Core Paradigms
- Graphify (AST-Based): Parses code into Abstract Syntax Trees. It maps exact imports, exports, and function calls to determine execution paths.
- Git-Nexus (History-Based): Analyzes Git metadata to find "logical coupling"—assuming files frequently committed together logically belong together, regardless of programmatic imports.
Token Efficiency Comparison
Graphify provides surgical precision by eliminating non-executable code, resulting in the lowest token overhead. Git-Nexus provides broader contextual clusters based on commit history.
| Traversal Method | Average Tokens Consumed | Context Description |
|---|---|---|
| Baseline Raw File Injection | ~45,000 | Massive noise, hits token limits rapidly. |
| Git-Nexus Metadata Graph | ~18,500 | Medium payload, captures historical/logical links. |
| Graphify AST Summary | ~8,200 | Leanest payload, strictly execution-path relevant. |
(Data reflects the average token payload sent to Claude for resolving a standard 3-layer deep dependency chain.)
Feature & Capability Analysis
Graphify
Graphify creates a precise, deterministic map of the codebase. It knows exactly which file imports which function.
Advantages:
- Surgical Context: Provides exact type definitions and signatures, drastically reducing LLM hallucinations.
- Zero Dead Code: Traversal follows explicit execution paths; unused or unimported files are automatically excluded.
- Language Aware: Natively understands object-oriented inheritance, interfaces, and implementations.
Context Payload Composition:
- Function Signatures & Types: 55%
- Import/Export Declarations: 30%
- Class Structures: 15%
Git-Nexus
Git-Nexus bypasses code parsing entirely, analyzing commit history to find coupled files and authorship.
Advantages:
- Cross-Language Mapping: Easily links disparate stack components (e.g., linking a Python backend change to a React frontend change if committed together).
- Configuration Context: Captures critical changes to non-code files like
.env, YAML, or Dockerfiles that AST parsers ignore. - Domain Knowledge: Identifies the primary authors/experts of specific code regions based on commit history.

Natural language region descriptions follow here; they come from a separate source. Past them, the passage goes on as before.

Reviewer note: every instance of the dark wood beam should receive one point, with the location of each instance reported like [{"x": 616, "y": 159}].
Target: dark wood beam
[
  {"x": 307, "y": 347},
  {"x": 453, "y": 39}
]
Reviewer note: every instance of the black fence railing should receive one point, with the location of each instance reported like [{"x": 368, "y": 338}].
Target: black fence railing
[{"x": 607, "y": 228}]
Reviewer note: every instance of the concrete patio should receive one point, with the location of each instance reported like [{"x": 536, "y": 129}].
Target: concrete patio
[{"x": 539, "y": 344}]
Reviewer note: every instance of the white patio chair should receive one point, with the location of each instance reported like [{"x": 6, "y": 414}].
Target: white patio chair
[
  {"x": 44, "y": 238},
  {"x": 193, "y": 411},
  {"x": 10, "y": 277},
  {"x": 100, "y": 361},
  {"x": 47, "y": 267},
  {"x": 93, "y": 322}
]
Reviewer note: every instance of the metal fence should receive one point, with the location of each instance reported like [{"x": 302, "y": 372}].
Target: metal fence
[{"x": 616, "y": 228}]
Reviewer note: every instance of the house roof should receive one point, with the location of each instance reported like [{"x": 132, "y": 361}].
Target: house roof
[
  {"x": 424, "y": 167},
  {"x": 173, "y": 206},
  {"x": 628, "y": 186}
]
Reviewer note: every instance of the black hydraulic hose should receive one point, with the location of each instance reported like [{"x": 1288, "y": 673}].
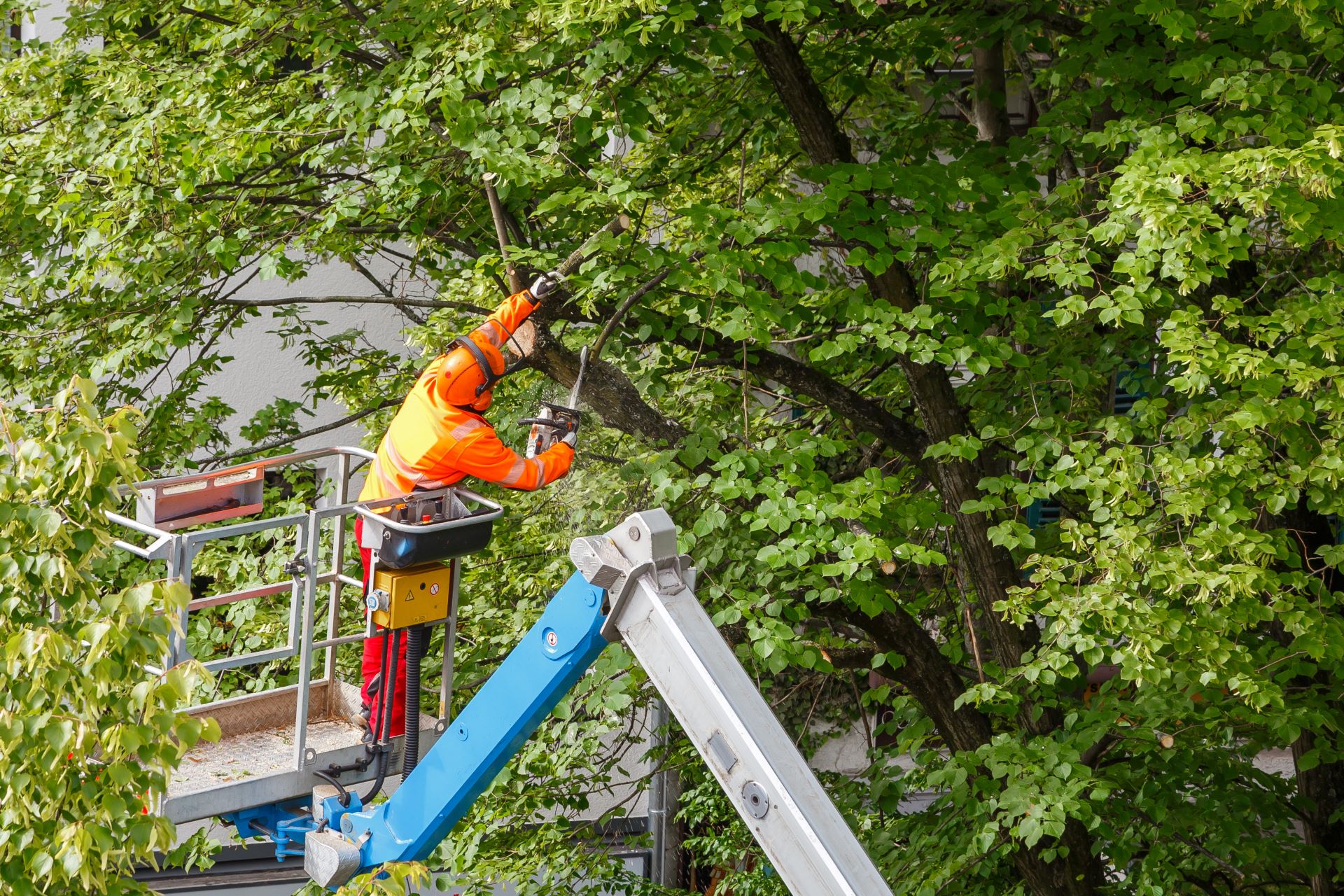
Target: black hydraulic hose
[
  {"x": 414, "y": 650},
  {"x": 331, "y": 780},
  {"x": 386, "y": 718}
]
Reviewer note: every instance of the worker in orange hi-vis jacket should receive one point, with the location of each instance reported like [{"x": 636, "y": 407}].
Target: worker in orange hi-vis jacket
[{"x": 438, "y": 438}]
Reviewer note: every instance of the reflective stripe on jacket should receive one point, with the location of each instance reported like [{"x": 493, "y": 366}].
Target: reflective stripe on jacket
[{"x": 430, "y": 444}]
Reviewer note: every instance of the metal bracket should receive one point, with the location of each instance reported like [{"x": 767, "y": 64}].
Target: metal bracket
[{"x": 643, "y": 546}]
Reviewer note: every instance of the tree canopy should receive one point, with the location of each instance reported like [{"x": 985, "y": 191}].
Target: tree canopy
[{"x": 990, "y": 348}]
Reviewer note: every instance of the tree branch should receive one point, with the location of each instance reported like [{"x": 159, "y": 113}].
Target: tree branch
[
  {"x": 316, "y": 430},
  {"x": 354, "y": 300}
]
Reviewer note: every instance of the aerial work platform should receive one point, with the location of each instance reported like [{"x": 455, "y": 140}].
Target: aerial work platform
[
  {"x": 273, "y": 742},
  {"x": 631, "y": 586}
]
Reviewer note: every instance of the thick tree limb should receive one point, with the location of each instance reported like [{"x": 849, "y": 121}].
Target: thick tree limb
[
  {"x": 991, "y": 567},
  {"x": 990, "y": 102}
]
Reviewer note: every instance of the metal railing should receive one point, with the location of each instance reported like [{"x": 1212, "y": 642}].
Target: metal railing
[{"x": 308, "y": 574}]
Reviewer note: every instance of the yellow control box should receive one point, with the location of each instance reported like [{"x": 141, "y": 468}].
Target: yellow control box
[{"x": 419, "y": 594}]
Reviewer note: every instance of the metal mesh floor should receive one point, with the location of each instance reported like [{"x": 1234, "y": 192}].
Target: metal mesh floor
[
  {"x": 253, "y": 762},
  {"x": 255, "y": 752}
]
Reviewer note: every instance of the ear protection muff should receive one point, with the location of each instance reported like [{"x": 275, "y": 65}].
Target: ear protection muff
[{"x": 482, "y": 362}]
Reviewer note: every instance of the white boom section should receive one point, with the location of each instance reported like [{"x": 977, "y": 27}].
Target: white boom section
[{"x": 656, "y": 614}]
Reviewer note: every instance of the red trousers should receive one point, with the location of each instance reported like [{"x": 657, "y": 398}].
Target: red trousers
[{"x": 372, "y": 660}]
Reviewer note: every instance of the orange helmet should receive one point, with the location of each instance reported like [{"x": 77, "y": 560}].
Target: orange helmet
[{"x": 470, "y": 368}]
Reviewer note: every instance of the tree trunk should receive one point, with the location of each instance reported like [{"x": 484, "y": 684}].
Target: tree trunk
[
  {"x": 1320, "y": 789},
  {"x": 991, "y": 568}
]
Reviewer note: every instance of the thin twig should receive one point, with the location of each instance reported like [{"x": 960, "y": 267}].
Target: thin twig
[
  {"x": 515, "y": 282},
  {"x": 316, "y": 430}
]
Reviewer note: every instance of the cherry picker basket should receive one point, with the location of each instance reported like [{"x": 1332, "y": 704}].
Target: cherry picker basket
[
  {"x": 425, "y": 527},
  {"x": 274, "y": 741}
]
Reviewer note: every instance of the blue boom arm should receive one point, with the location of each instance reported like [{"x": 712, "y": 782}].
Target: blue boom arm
[{"x": 550, "y": 659}]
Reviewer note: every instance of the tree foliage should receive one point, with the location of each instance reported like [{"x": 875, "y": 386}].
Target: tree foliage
[
  {"x": 892, "y": 265},
  {"x": 89, "y": 729}
]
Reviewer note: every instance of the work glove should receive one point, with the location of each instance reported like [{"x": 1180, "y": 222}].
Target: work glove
[{"x": 543, "y": 285}]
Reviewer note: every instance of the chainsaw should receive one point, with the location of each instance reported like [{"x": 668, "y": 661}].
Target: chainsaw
[{"x": 555, "y": 421}]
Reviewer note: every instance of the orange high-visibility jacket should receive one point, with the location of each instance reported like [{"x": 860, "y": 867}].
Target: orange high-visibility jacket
[{"x": 432, "y": 444}]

Context Payload Composition:
- Commit Message Summaries: 45%
- Coupled File Paths: 40%
- Author/Ownership Metadata: 15%
Senior Dev's Take
Choosing the right tool depends entirely on the objective of the LLM prompt:
Use Graphify for: Standard coding tasks, deep refactoring, and strict type-checking tasks where execution flow and low token consumption are paramount.
Use Git-Nexus for: Architectural overviews, discovering undocumented microservice relationships, full-stack feature planning, and navigating messy legacy systems where structural imports are broken but commit patterns remain clear.